Recent progress of enzyme cleavable linker in antibody–drug conjugates: sulfatase and phosphatase
Sushil K. Dwivedi,Abhinav Bhise,Rajkumar Subramani,유정수 대한방사성의약품학회 2021 Journal of radiopharmaceuticals and molecular prob Vol.7 No.1
Recently, antibody–drug conjugates (ADCs) are used to deliver efficient cytotoxic payloads selectively in cancer cells. In the designing of an ADC, the antibody is connected to a toxic payload via a covalent linker, which helps to solubilizes the typical hydrophobic payload as well as stabilizes the linkage over circulation. The development of the linkers for the antibody drug conjugate is still in demand.

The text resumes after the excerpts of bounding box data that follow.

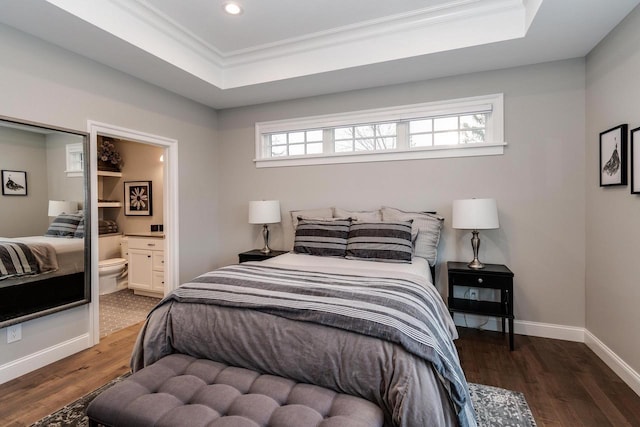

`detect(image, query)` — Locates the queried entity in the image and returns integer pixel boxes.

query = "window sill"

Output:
[254,142,507,168]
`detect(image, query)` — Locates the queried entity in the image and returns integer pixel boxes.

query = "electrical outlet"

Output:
[7,325,22,344]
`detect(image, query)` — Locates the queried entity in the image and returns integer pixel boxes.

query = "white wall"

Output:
[0,22,219,382]
[218,59,585,327]
[585,7,640,378]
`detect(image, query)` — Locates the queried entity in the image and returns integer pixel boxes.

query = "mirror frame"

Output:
[0,115,92,328]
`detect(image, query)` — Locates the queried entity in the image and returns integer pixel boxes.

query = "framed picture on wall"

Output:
[2,170,27,196]
[600,124,627,187]
[631,128,640,194]
[124,181,153,216]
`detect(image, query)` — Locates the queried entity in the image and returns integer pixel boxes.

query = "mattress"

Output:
[0,236,84,288]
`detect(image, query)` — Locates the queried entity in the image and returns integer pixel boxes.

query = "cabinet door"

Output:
[129,249,153,290]
[151,271,164,295]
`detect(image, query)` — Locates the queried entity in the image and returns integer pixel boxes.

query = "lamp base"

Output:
[467,258,484,270]
[260,224,271,254]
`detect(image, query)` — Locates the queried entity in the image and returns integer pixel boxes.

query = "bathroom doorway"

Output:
[89,122,178,344]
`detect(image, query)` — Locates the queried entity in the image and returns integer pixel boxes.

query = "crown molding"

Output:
[47,0,543,89]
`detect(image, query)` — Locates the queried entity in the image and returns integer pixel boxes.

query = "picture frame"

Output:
[124,181,153,216]
[600,124,628,187]
[631,127,640,194]
[2,169,27,196]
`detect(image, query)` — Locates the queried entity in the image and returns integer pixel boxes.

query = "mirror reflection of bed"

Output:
[0,118,90,327]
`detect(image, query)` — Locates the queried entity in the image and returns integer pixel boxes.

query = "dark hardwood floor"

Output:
[0,324,640,427]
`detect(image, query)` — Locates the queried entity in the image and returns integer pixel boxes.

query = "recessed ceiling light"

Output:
[224,2,242,15]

Initially, the acid, disulfide, and cathepsin-sensitive ADCs attracted considerable attention for the delivery of a potent cytotoxic payload but suffer from instability in human and mouse plasma with a short half-life. In addition, It also suffer from a solubility issue that induces aggregation, which is the major problem in their development. ADCs associated with sulfatase and phosphatase cleavable linker are highly soluble due to the anionic nature of sulfate and phosphate groups. The ADCs also showed high stability in human and mouse plasma. Therefore, to overcome these limitations, sulfatase and phosphatase cleavable linkers were developed. This review focuses on the recently reported advantages of sulfatase and phosphatase cleavable linkers for ADCs.